Rick: That is a reasonable response and goal. My problem is, I'm not aware of any "right-leaning" sources that I can really trust. Fox News is completely out in that regard: plus, I am extremely put off by the whole tone with which they present things.

The "Wall Street Joural"? Maybe, except that every time I read one of its editorials, it seems that always there is some glaring fact of which I am aware that the piece seems to completely ignore.

It seems to me that, in general, at least with regard to economic issues, the center has moved pretty far right. Perhaps the opposite is true concerning social issues, but when it comes to them, the media entities on the right usually so overwhelm me concerning their take on economics that I find it hard take them seriously on anything else.

Further, I think that perhaps we have moved so far left on social matters precisely because we have moved to the right with regard to the economy.
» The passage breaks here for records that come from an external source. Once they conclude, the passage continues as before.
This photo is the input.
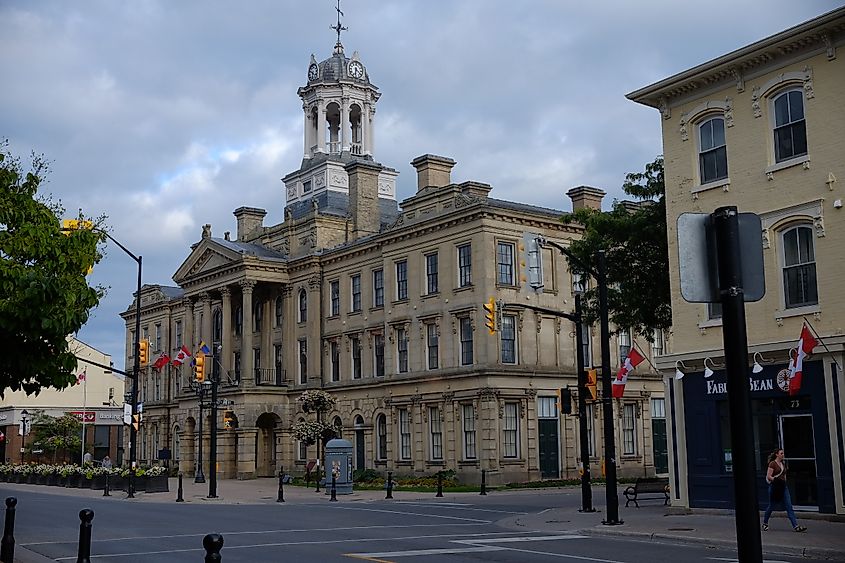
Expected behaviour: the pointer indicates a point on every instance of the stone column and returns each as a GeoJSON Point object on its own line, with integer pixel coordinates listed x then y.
{"type": "Point", "coordinates": [344, 124]}
{"type": "Point", "coordinates": [226, 355]}
{"type": "Point", "coordinates": [321, 126]}
{"type": "Point", "coordinates": [247, 373]}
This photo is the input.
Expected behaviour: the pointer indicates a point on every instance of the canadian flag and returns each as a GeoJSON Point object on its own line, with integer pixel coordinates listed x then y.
{"type": "Point", "coordinates": [806, 343]}
{"type": "Point", "coordinates": [633, 360]}
{"type": "Point", "coordinates": [181, 356]}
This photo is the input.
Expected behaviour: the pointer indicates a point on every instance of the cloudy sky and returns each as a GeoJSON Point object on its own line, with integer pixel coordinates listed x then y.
{"type": "Point", "coordinates": [166, 115]}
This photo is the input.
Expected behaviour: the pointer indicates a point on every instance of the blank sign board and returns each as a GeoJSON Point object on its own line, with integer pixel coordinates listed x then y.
{"type": "Point", "coordinates": [698, 261]}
Or, perhaps better, the fear of moving left on social issues has motivated any number of Americans to vote against their own economic self-interests (and we have not even included the question of race as it relates to these voting patterns).

Rick said...

FrGregACCA:

"My problem is, I'm not aware of any "right-leaning" sources that I can really trust"

I certainly think we should approach all news sources with a critical eye, but that includes both those leaning left and those leaning right. Both have their faults/errors.

That is just one more reason to take in a variety of news, from accross the spectrum.